From the Russell H. Morgan Department of Radiology and Radiological Sciences (Y.Q., S.M., B.A.W.) and Department of Neurology (S.R.Z., R.L., V.U., R.W.), Johns Hopkins Hospital, Johns Hopkins University School of Medicine, 367 East Park Building, 600 N Wolfe St, Baltimore, MD 21287.
Radiology. 2014 May;271(2):534-42. doi: 10.1148/radiol.13122812. Epub 2014 Jan 16.
To characterize intracranial plaque inflammation in vivo by using three-dimensional (3D) high-spatial-resolution contrast material-enhanced black-blood (BB) magnetic resonance (MR) imaging and to investigate the relationship between intracranial plaque inflammation and cerebrovascular ischemic events.

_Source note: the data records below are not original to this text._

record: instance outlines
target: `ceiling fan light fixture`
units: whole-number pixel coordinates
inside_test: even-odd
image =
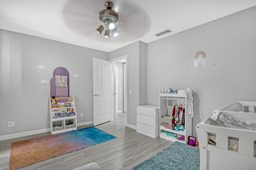
[[[101,34],[101,33],[104,30],[104,26],[102,25],[100,25],[98,28],[96,29],[96,31],[99,33],[99,34]]]
[[[115,28],[115,24],[113,23],[110,23],[109,24],[108,27],[109,29],[111,30],[114,29]]]
[[[119,34],[118,32],[117,32],[117,30],[116,28],[112,30],[112,32],[113,33],[113,36],[114,37],[116,37]]]
[[[112,38],[113,37],[116,37],[118,35],[115,25],[118,21],[118,15],[115,11],[112,10],[113,5],[113,3],[111,2],[106,2],[105,6],[107,9],[102,10],[100,12],[99,15],[100,21],[105,25],[106,30],[104,37],[106,38],[110,37],[110,29],[112,31],[111,38]],[[96,31],[100,34],[101,32],[102,32],[104,29],[101,30],[99,28]],[[98,31],[98,30],[100,31]]]
[[[106,29],[106,30],[105,30],[105,33],[104,34],[104,37],[105,38],[109,38],[110,32],[109,29]]]

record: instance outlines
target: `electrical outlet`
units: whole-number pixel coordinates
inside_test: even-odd
[[[15,124],[14,123],[14,121],[8,121],[8,127],[12,127],[13,126],[15,126]]]

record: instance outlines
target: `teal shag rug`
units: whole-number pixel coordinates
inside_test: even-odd
[[[199,170],[199,149],[175,142],[132,170]]]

The study was approved by the institutional review board and was HIPAA compliant. Twenty-seven patients (19 men; mean age, 56.8 years ± 12.4 [standard deviation]) with cerebrovascular ischemic events (acute stroke, n = 20; subacute stroke, n = 2; chronic stroke, n = 3; transient ischemic attack, n = 2) underwent 3D time-of-flight MR angiography and contrast-enhanced BB 3-T MR imaging for intracranial atherosclerotic disease. Each identified plaque was classified as either culprit (the only or most stenotic lesion upstream from a stroke), probably culprit (not the most stenotic lesion upstream from a stroke), or nonculprit (not within the vascular territory of a stroke). Plaque contrast enhancement was categorized on BB MR images (grade 0, enhancement less than or equal to that of normal arterial walls seen elsewhere; grade 1, enhancement greater than grade 0 but less than that of the pituitary infundibulum; grade 2, enhancement greater than or equal to that of the pituitary infundibulum), and degree of contrast enhancement was calculated. Associations of the likelihood of being a culprit lesion with both plaque contrast enhancement and plaque thickness were estimated with ordinal logistic regression.
Seventy-eight plaques were identified in 20 patients with acute stroke (21 [27%] culprit, 12 [15%] probably culprit, and 45 [58%] nonculprit plaques). In these patients, grade 2 contrast enhancement was associated with culprit plaques (odds ratio 34.6; 95% confidence interval: 4.5, 266.5 compared with grade 0) when adjusted for plaque thickness. Grade 0 was observed in only nonculprit plaques. Culprit plaques had a higher degree of contrast enhancement than did nonculprit plaques (25.9% ± 13.4 vs 13.6% ± 12.3, P = .003).
Contrast enhancement of intracranial atherosclerotic plaque is associated with its likelihood to have caused a recent ischemic event and may serve as a marker of its stability, thereby providing important insight into stroke risk.
通过使用三维(3D)高空间分辨率对比增强黑血(BB)磁共振成像(MR)来描述颅内斑块炎症,并探讨颅内斑块炎症与脑血管缺血事件之间的关系。
该研究得到了机构审查委员会的批准,并符合 HIPAA 规定。27 例(19 名男性;平均年龄 56.8 岁±12.4[标准差])有脑血管缺血事件(急性脑卒中 20 例;亚急性脑卒中 2 例;慢性脑卒中 3 例;短暂性脑缺血发作 2 例)的患者进行了 3D 时间飞跃 MR 血管造影和对比增强 3T BB MR 成像,以评估颅内动脉粥样硬化性疾病。每个确定的斑块均分为罪魁祸首(脑卒中上游唯一或最狭窄的病变)、可能的罪魁祸首(脑卒中上游不是最狭窄的病变)或非罪魁祸首(不在脑卒中的血管区域内)。在 BB MR 图像上对斑块的增强程度进行分类(0 级,增强程度与其他部位正常动脉壁相等;1 级,增强程度大于 0 级但小于垂体柄;2 级,增强程度等于或大于垂体柄),并计算增强程度。使用有序逻辑回归估计斑块增强程度和斑块厚度与成为罪魁祸首病变的可能性之间的关联。
20 例急性脑卒中患者中发现了 78 个斑块(21 个[27%]为罪魁祸首斑块,12 个[15%]为可能的罪魁祸首斑块,45 个[58%]为非罪魁祸首斑块)。在这些患者中,当调整斑块厚度时,2 级增强与罪魁祸首斑块相关(优势比 34.6;95%置信区间:4.5,266.5 与 0 级相比)。仅在非罪魁祸首斑块中观察到 0 级增强。罪魁祸首斑块的增强程度高于非罪魁祸首斑块(25.9%±13.4%与 13.6%±12.3%,P=0.003)。
颅内动脉粥样硬化斑块的增强与近期缺血事件发生的可能性相关,可能是其稳定性的标志物,从而为卒中风险提供了重要的见解。